Monday, 26 November 2012

FHS book, Health Markets in Asia and Africa, launched in India

Abhijit Vinayak Banerjee of J-PAL and Barun Kanjilal of IIHMR
introduce the new FHS book to researchers interested
in rural health care providers in India.
Members of the Future Health Systems consortium in India took the opportunity of a recent gathering in Kolkata, India on the role of Rural Health Care Providers (RHCPs) in India to launch its new book Health Markets in Asia and Africa: Improving quality and access for the poor. The learning and sharing meeting, which was convened by the Liver Foundation, West Bengal and the Bristol Myers Squibb Foundation from the USA, took place on Sunday, 18 November 2012 at the University of Calcutta.

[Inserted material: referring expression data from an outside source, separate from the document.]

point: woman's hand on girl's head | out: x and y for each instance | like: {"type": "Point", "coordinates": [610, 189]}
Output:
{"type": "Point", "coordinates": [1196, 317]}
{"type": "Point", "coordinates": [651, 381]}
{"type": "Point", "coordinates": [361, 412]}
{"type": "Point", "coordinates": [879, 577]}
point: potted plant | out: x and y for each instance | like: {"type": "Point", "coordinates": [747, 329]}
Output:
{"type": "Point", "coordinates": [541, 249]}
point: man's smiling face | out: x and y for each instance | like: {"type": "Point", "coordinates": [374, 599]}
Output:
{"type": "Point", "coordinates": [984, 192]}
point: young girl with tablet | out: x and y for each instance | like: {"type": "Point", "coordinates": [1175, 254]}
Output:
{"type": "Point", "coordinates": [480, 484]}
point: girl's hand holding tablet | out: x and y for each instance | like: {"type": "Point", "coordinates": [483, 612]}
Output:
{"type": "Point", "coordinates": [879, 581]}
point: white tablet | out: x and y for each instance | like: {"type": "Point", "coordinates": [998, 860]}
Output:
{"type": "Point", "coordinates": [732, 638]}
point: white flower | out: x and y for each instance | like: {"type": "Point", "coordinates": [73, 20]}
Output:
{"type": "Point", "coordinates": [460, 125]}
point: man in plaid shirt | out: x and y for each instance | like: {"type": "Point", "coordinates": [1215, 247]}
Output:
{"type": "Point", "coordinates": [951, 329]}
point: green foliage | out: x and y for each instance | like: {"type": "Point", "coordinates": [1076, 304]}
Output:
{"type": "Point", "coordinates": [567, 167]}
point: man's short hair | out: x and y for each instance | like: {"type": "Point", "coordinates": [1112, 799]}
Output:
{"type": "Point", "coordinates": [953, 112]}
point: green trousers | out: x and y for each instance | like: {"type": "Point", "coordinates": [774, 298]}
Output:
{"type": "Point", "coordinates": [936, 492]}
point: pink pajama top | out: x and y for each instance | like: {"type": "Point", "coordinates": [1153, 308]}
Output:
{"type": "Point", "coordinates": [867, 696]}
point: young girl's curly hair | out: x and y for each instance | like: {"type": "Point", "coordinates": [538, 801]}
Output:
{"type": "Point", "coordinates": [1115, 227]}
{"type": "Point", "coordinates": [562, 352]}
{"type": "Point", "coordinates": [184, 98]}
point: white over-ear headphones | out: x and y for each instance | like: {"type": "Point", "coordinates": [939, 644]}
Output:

Within the Indian context, RHCPs (also called RMPs, or rural medical practitioners) provide the majority of primary health care as compared to both formal private sector and public sector providers, especially in rural areas. However, this important part of the Indian health system has been ignored for too long. To begin to address this, the meeting convened over forty participants from diverse backgrounds, including: clinicians from both private and public health care institutions, organisations engaged in capacity building interventions for RMPs, research organisations, academic institutes, donor agencies and the media.

Various participants offered their perspectives on why RMPs remained a taboo topic in Indian politics and academia. For example, Swati Bhattacharya, Editor of Anandabazar Patrika, the local-language daily with the widest circulation, noted that the media’s take on RMP is more like society’s view on child labour: a necessary evil. As such, the media mostly remains non-committal on the topic, while paying lip service to the cause of capacity building for the RMPs. That RMPs do not constitute a voting block does not help either: they are a sort of political orphan. Finally, media coverage on health is more focussed on hospitals, in-patients and sudden deaths, which broadly ignores issues of access to most primary health services.

But working with RMPs is itself a challenge. As Arijita Dutta, a professor at Kolkata University, put it, working with RMPs ‘is essentially a trade off between quality and access’. In other words, it’s impossible to get the level of coverage that these RMPs provide through the formal health sector, but the care that they offer is not always of high quality.

Overall, most participants felt that it is necessary to get a complete understanding about the service delivery quality of the entire health system. Merely singling out RMPs and building their capacity while keeping all the rest the same would not help in sustaining the interventions. They stressed that future research should focus on demand-side dynamics related to what health care users perceive as quality and effective treatment.
Abhijit Vinayak Banerjee, Professor of Economics at MIT and Director of J-PAL in the US, and Gerry Bloom, Research Fellow at the Institute of Development Studies in the UK, launched of the FHS book, hoping that it could inform discussions of the future scope of research to find out what works and what does not in mainstreaming the RMPs to achieve universal coverage in health in the remote areas and for the vulnerable populations.

At the end, key questions raised at the meeting include:
  • Training for RMPs was questioned as a way of improving care. This assumes that it is a lack of knowledge that prevents quality care – but there are other incentives (like selling unnecessary drugs) at work.
  • As such, are there ways to shift incentives? In other words, is the profit earning potential compatible with desired health outcomes?
  • RHCPs should not look more qualified than they are, or it risks legitimising sub-par practices.
  • Instead of training, are schemes to increase coverage of formal health providers, like rural doctors schemes, a better alternative? What are the costs and benefits of each approach?